How to Progress Over Time

As the exercises get easier over the first few weeks, gradually extend your hold times. Work up to 10-second contractions followed by 10-second relaxation periods. Once you can do that comfortably, add “quick flicks” to your routine: short, rapid contractions held for just 2 to 3 seconds each. These train the fast-twitch muscle fibers that kick in during sudden pressure changes like coughing or sneezing.

You can also increase the difficulty by changing your position. Lying down is the easiest because gravity isn’t pulling against the muscles. Sitting is moderately harder, and standing is the most challenging. As you build strength, try doing Kegels while standing, walking, or during daily tasks like brushing your teeth. This trains the muscles to work in the positions where you actually need them.

Benefits for Erectile Function

Pelvic floor training isn’t just about bladder control. A randomized controlled trial published in the British Journal of General Practice tested Kegel exercises in men with erectile dysfunction. After three months of pelvic floor work, 40% of participants regained normal erectile function and another 34.5% saw meaningful improvement. Only about a quarter of the men showed no change. Those results are consistent with other studies reporting that 26% to 46% of men regain normal function through pelvic floor exercises alone.

There’s also preliminary evidence that pelvic floor strength can help with premature ejaculation. Tightening the pelvic floor muscles during sex may help delay ejaculation, and some research suggests that orgasmic and ejaculatory function improve alongside the general strengthening effects.

Recovery After Prostate Surgery

Urinary incontinence is common after prostate removal, and pelvic floor training significantly speeds recovery.

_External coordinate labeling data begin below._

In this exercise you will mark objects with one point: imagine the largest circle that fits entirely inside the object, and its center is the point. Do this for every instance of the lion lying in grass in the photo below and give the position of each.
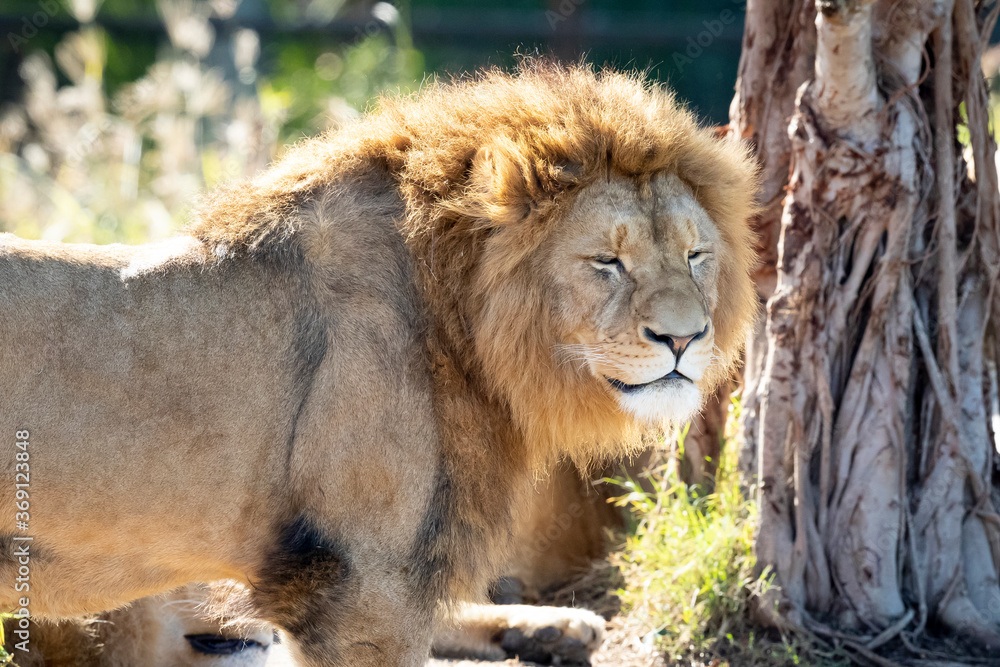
(338, 385)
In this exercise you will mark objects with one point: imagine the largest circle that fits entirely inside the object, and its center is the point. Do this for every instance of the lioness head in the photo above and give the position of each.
(635, 276)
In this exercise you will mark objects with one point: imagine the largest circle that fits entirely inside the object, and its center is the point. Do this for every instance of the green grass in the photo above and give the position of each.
(690, 572)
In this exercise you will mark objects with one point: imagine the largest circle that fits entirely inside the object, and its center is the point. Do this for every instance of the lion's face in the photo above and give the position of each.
(635, 269)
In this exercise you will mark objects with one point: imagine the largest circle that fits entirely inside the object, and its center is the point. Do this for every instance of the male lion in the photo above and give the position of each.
(340, 382)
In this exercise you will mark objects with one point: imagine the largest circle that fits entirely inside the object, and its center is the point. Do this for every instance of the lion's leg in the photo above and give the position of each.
(543, 634)
(344, 603)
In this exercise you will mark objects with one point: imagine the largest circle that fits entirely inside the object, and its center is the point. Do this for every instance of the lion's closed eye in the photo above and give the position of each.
(209, 644)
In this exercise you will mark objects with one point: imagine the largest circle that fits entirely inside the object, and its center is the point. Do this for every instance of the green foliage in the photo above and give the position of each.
(82, 160)
(690, 571)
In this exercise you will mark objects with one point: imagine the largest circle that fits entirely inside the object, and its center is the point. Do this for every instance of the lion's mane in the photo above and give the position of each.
(485, 166)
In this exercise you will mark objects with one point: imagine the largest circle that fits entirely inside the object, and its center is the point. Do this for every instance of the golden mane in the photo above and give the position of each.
(484, 166)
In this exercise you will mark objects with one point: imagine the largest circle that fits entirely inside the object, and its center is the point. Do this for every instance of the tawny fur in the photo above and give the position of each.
(510, 151)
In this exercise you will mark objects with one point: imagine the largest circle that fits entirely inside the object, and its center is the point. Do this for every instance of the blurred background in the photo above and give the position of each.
(114, 115)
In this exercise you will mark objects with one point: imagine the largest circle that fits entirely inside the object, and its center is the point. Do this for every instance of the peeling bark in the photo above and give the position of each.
(869, 392)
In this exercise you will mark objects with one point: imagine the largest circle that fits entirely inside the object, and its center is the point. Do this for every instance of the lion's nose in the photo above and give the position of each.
(677, 344)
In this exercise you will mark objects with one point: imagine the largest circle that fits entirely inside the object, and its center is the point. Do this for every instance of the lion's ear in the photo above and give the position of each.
(509, 183)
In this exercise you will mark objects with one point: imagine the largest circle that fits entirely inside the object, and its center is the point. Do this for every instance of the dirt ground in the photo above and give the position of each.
(622, 648)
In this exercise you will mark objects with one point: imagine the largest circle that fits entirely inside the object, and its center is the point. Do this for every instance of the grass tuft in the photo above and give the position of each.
(690, 572)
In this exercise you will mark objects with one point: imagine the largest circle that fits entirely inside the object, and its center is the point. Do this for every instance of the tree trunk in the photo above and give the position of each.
(871, 384)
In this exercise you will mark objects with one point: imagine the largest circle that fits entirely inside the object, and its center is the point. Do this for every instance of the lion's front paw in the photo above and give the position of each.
(549, 635)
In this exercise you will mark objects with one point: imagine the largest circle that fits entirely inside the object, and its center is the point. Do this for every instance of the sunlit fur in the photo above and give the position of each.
(341, 383)
(488, 168)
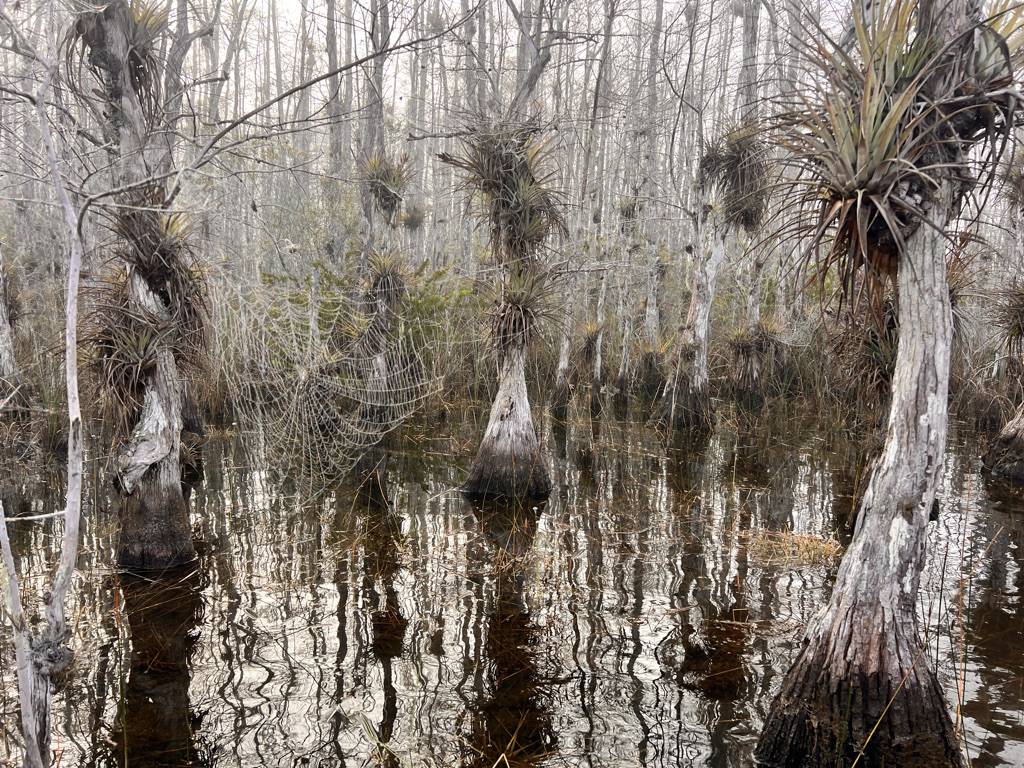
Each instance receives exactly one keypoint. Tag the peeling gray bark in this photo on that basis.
(560, 395)
(863, 651)
(685, 400)
(155, 526)
(509, 462)
(1005, 456)
(9, 378)
(42, 654)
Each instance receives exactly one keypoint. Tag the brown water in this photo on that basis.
(644, 615)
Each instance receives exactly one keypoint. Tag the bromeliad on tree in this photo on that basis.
(505, 164)
(888, 141)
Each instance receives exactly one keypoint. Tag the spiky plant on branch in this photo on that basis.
(143, 24)
(737, 166)
(505, 164)
(387, 178)
(146, 340)
(886, 143)
(732, 177)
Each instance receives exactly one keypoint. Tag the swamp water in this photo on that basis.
(644, 615)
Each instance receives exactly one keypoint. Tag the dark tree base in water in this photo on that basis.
(495, 482)
(155, 529)
(818, 720)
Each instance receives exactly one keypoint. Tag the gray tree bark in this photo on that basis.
(9, 378)
(509, 462)
(862, 663)
(685, 400)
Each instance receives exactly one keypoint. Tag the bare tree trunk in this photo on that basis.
(862, 666)
(42, 654)
(595, 378)
(509, 462)
(623, 379)
(9, 378)
(560, 395)
(241, 19)
(155, 527)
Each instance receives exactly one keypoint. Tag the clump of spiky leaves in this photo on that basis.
(960, 279)
(737, 166)
(125, 332)
(157, 245)
(506, 163)
(1013, 181)
(142, 24)
(387, 178)
(122, 341)
(870, 136)
(520, 303)
(863, 358)
(385, 280)
(414, 218)
(753, 356)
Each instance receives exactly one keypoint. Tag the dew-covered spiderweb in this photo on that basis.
(321, 369)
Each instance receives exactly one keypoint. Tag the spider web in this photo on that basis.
(316, 380)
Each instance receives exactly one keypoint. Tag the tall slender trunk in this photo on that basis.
(595, 378)
(155, 527)
(560, 394)
(685, 399)
(9, 378)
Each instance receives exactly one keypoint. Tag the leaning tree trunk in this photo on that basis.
(685, 400)
(862, 681)
(155, 527)
(509, 462)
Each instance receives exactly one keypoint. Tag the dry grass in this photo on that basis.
(794, 550)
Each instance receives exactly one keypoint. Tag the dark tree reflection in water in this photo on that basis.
(642, 616)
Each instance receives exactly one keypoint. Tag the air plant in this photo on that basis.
(519, 304)
(414, 218)
(737, 166)
(867, 142)
(1008, 317)
(157, 246)
(143, 23)
(387, 178)
(386, 280)
(505, 164)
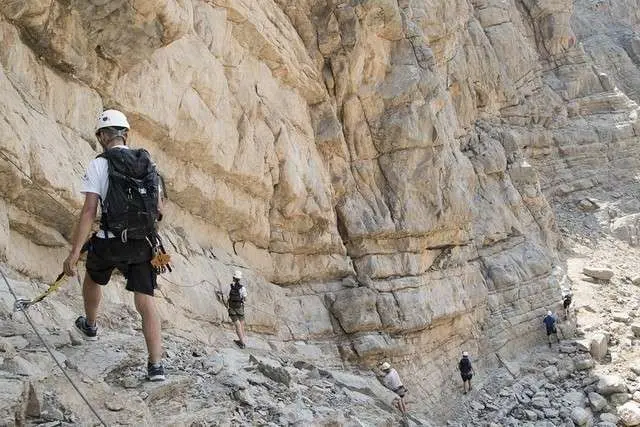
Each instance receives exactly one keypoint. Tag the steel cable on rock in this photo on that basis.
(66, 208)
(46, 346)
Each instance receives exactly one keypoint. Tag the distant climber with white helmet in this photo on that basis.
(466, 371)
(235, 304)
(391, 380)
(125, 184)
(550, 324)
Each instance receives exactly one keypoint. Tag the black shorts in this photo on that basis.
(236, 313)
(131, 258)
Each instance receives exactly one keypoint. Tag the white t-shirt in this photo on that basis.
(392, 380)
(96, 180)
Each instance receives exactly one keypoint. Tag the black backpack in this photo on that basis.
(235, 299)
(465, 365)
(130, 208)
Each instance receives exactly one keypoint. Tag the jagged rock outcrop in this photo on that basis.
(382, 168)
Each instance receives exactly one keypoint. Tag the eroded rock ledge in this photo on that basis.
(381, 168)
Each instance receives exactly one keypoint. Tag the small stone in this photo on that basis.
(580, 416)
(7, 350)
(610, 384)
(567, 348)
(621, 317)
(551, 412)
(130, 382)
(540, 402)
(588, 205)
(75, 338)
(114, 404)
(551, 373)
(608, 417)
(598, 273)
(618, 399)
(477, 405)
(629, 413)
(244, 397)
(584, 364)
(598, 402)
(598, 346)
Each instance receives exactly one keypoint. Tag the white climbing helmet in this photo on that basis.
(111, 118)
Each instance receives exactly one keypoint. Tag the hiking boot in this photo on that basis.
(155, 372)
(90, 332)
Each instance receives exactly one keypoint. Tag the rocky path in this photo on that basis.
(592, 377)
(208, 385)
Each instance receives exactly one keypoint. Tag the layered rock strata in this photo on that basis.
(381, 168)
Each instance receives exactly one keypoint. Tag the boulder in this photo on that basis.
(619, 399)
(597, 402)
(610, 384)
(598, 273)
(629, 414)
(598, 346)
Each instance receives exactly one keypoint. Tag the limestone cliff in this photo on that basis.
(381, 169)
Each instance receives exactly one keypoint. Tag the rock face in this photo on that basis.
(381, 169)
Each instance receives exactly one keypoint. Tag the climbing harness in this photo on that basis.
(22, 304)
(46, 346)
(160, 259)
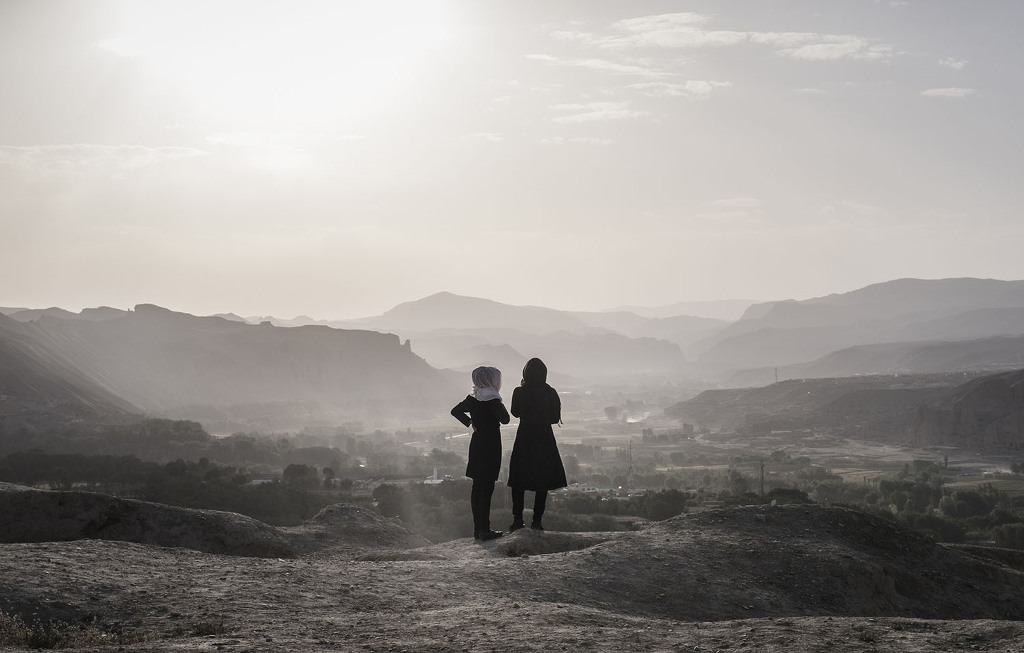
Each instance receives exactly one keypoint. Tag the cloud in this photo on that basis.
(735, 203)
(637, 68)
(698, 89)
(81, 158)
(956, 64)
(597, 112)
(850, 208)
(830, 48)
(948, 92)
(688, 30)
(586, 140)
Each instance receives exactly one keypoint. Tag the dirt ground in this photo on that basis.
(785, 578)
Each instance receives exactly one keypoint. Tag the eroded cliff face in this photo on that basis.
(985, 414)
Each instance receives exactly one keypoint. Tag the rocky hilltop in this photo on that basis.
(759, 578)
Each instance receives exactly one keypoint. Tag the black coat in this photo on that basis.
(536, 464)
(485, 445)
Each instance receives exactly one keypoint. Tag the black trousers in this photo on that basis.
(479, 499)
(519, 498)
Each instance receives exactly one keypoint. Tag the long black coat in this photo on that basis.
(536, 464)
(485, 445)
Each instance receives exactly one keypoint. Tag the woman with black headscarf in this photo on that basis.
(536, 464)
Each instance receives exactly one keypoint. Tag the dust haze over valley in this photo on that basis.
(252, 251)
(681, 466)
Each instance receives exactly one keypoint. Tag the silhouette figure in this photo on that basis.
(536, 464)
(483, 411)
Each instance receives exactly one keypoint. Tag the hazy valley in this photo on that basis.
(844, 472)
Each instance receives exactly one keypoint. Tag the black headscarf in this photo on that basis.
(535, 373)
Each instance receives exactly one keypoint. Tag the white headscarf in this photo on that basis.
(486, 383)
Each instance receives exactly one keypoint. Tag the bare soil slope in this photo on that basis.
(755, 578)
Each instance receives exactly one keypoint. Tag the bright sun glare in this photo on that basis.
(283, 66)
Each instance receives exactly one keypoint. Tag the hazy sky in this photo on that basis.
(337, 158)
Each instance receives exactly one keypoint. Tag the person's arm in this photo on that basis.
(556, 406)
(459, 412)
(502, 414)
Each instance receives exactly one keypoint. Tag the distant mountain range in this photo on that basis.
(228, 369)
(905, 325)
(973, 411)
(225, 374)
(461, 333)
(41, 389)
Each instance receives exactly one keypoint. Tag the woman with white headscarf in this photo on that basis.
(484, 412)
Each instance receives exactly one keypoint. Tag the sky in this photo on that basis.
(336, 158)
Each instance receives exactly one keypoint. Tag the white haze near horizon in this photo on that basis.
(337, 158)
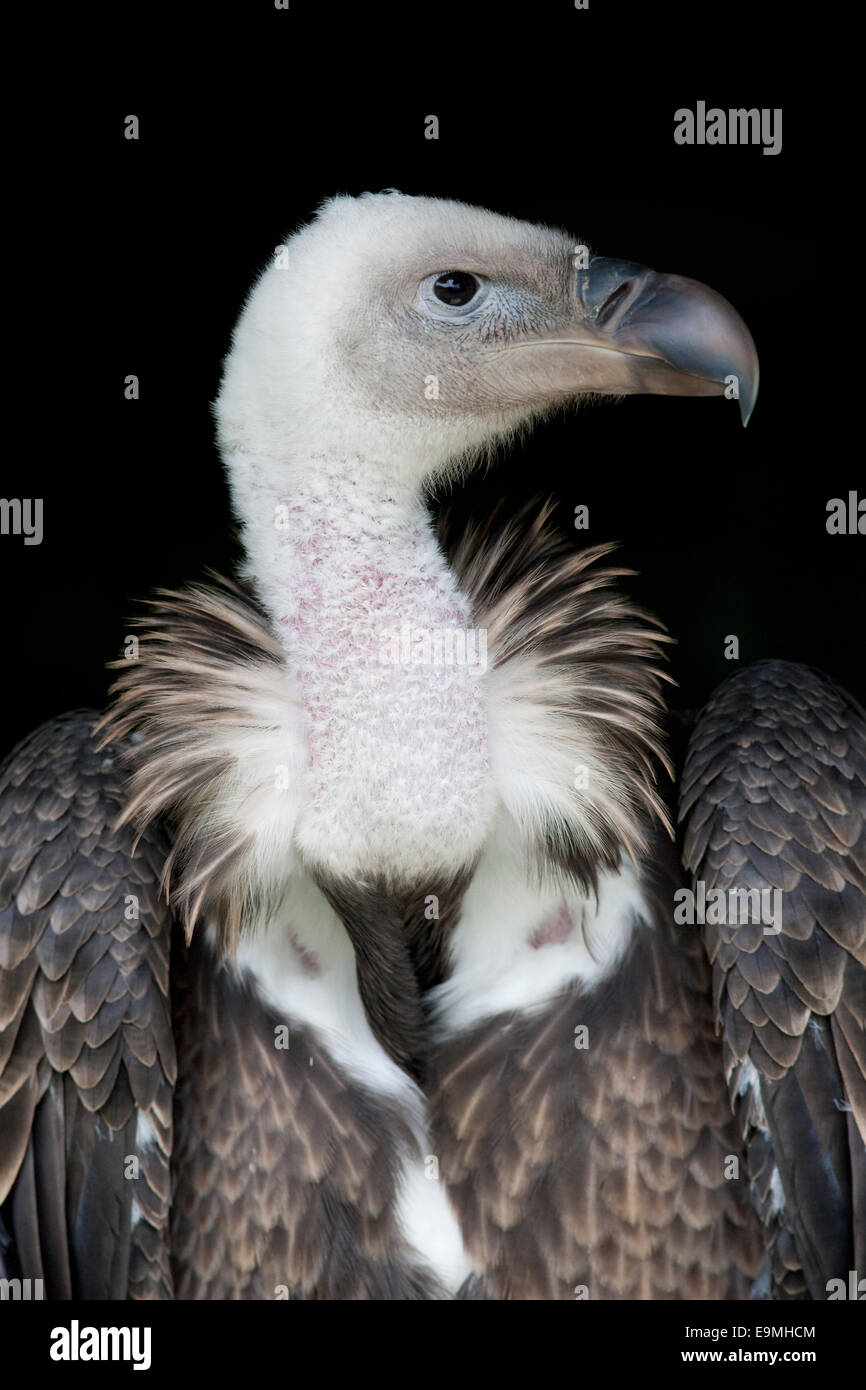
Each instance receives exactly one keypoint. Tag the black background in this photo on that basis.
(142, 252)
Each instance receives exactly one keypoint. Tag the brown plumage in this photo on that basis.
(85, 1029)
(599, 1171)
(774, 798)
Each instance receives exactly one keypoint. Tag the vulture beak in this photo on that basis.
(642, 332)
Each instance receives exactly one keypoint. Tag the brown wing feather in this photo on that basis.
(287, 1171)
(606, 1166)
(85, 1030)
(774, 797)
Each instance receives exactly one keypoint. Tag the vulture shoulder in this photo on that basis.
(86, 1048)
(773, 798)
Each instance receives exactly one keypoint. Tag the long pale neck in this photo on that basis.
(392, 687)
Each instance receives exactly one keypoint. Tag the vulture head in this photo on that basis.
(406, 335)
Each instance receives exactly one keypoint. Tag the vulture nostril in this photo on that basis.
(613, 302)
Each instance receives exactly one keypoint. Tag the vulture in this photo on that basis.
(349, 954)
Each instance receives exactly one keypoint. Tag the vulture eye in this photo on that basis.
(456, 288)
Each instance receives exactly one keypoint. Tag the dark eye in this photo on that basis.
(456, 288)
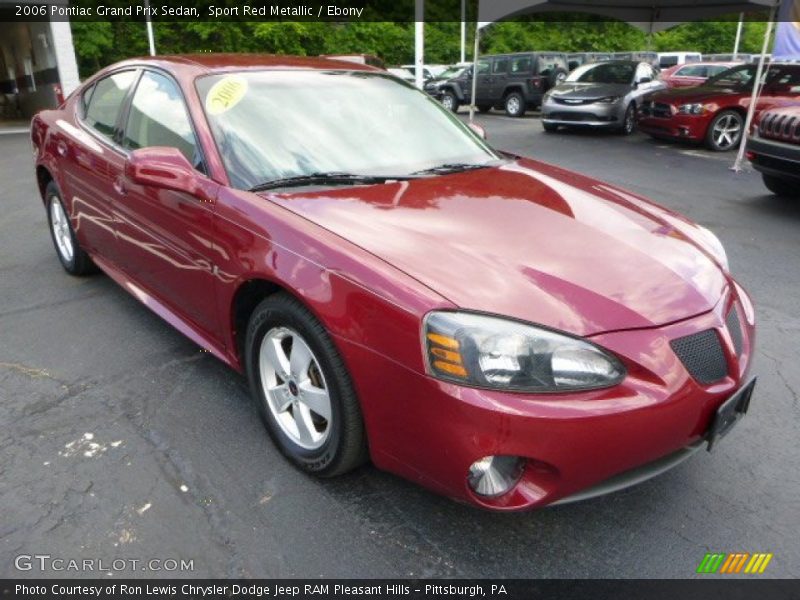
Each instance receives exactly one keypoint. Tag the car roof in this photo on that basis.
(193, 65)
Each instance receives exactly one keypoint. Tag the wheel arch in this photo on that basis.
(43, 179)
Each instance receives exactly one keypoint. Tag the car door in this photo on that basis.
(783, 87)
(690, 75)
(499, 77)
(168, 236)
(483, 92)
(93, 162)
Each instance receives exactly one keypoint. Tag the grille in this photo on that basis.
(661, 110)
(735, 329)
(781, 124)
(701, 354)
(573, 101)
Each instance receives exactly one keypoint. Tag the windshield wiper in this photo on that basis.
(331, 178)
(451, 168)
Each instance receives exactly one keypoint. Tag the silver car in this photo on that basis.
(604, 94)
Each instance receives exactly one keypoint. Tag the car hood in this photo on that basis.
(695, 94)
(529, 241)
(589, 90)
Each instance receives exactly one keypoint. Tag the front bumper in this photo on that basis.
(590, 114)
(431, 432)
(774, 157)
(678, 126)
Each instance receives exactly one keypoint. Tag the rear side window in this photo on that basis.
(521, 64)
(158, 117)
(106, 101)
(500, 65)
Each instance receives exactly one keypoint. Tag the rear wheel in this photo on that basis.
(781, 187)
(302, 390)
(725, 131)
(450, 102)
(515, 104)
(73, 258)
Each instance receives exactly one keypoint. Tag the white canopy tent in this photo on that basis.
(647, 15)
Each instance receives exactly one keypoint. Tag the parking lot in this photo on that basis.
(122, 439)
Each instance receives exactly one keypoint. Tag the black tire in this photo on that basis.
(514, 104)
(782, 187)
(450, 101)
(629, 120)
(79, 263)
(712, 140)
(345, 447)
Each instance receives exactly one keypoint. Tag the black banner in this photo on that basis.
(733, 588)
(402, 11)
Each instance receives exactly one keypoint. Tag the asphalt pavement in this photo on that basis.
(120, 439)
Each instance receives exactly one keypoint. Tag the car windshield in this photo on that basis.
(609, 72)
(273, 125)
(740, 76)
(451, 72)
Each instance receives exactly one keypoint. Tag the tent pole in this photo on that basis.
(737, 165)
(463, 31)
(474, 72)
(149, 26)
(738, 36)
(419, 43)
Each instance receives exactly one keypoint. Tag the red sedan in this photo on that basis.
(714, 113)
(692, 74)
(497, 329)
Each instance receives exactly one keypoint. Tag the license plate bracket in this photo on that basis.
(730, 413)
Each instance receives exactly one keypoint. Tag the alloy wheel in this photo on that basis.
(61, 231)
(295, 388)
(727, 131)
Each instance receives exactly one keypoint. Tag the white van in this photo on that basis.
(670, 59)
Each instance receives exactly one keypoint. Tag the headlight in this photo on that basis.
(490, 352)
(691, 109)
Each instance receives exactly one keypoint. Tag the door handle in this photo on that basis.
(119, 186)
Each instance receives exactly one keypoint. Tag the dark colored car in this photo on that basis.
(693, 74)
(494, 328)
(774, 149)
(714, 113)
(513, 82)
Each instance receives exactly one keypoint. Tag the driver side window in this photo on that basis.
(158, 117)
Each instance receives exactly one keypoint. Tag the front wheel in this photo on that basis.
(450, 102)
(781, 187)
(302, 389)
(725, 131)
(515, 104)
(73, 258)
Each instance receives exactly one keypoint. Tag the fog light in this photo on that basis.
(495, 475)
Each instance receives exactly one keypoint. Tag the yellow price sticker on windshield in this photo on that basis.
(225, 94)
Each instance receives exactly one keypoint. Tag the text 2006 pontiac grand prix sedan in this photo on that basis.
(500, 330)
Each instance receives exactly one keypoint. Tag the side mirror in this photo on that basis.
(478, 130)
(165, 168)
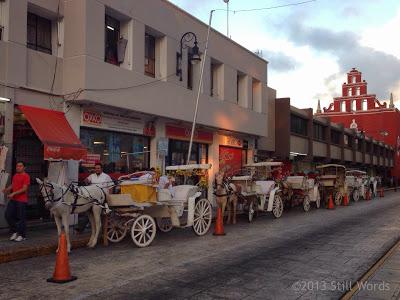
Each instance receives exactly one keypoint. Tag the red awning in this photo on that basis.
(53, 129)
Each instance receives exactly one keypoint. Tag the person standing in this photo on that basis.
(17, 193)
(100, 179)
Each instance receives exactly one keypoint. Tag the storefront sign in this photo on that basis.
(112, 121)
(183, 133)
(90, 160)
(232, 142)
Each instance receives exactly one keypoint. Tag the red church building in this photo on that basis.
(358, 109)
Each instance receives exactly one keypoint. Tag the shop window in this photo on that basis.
(335, 137)
(178, 151)
(112, 36)
(150, 55)
(298, 125)
(319, 132)
(118, 152)
(39, 33)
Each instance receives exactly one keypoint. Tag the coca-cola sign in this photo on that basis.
(91, 118)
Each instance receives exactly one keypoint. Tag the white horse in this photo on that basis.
(62, 201)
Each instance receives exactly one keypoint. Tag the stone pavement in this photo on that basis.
(384, 282)
(39, 242)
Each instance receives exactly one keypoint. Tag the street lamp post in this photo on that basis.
(194, 57)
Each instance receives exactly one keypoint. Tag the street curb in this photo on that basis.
(29, 252)
(364, 278)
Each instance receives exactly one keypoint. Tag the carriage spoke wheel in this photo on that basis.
(356, 195)
(251, 211)
(164, 224)
(277, 206)
(143, 231)
(202, 217)
(306, 203)
(338, 199)
(116, 229)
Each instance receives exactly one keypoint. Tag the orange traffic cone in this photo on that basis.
(345, 200)
(61, 271)
(219, 223)
(330, 203)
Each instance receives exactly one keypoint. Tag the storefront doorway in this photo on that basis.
(29, 149)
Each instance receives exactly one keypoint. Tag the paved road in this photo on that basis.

In a systematic review of post-surgery outcomes, 94.6% of men who did pelvic floor exercises regained continence within six months, compared to 65% of men who didn’t. The difference was even more dramatic in the first month: 19% of exercisers were continent versus just 8% of non-exercisers. Starting pelvic floor training before surgery is also beneficial. Men who did preoperative exercises had roughly 60% lower odds of being incontinent at both one and three months after surgery.

When Kegels Can Be Counterproductive

Not every pelvic floor problem is a weakness problem. Some men have a hypertonic (overactive) pelvic floor, where the muscles are too tight and can’t relax properly. Symptoms include chronic pain or pressure in the pelvic area, low back, or hips, along with difficulty urinating, painful bowel movements, and pain during sex. If any of these sound familiar, adding more Kegels could make things worse by further tightening muscles that are already in spasm. A pelvic floor physical therapist can determine whether your muscles need strengthening or relaxation work.

What to Expect and When

With consistent daily practice, most men start noticing changes after six to eight weeks. Early improvements typically show up as fewer urine leaks, a stronger stream, or better control during moments of sudden pressure. Sexual function changes may take the same timeframe or slightly longer. If you’ve been doing Kegels consistently for six to eight weeks and haven’t noticed any difference, or if the exercises cause pain, that’s a signal to get a professional assessment. A pelvic floor physical therapist can check whether you’re doing the contractions correctly and rule out underlying issues that need a different approach.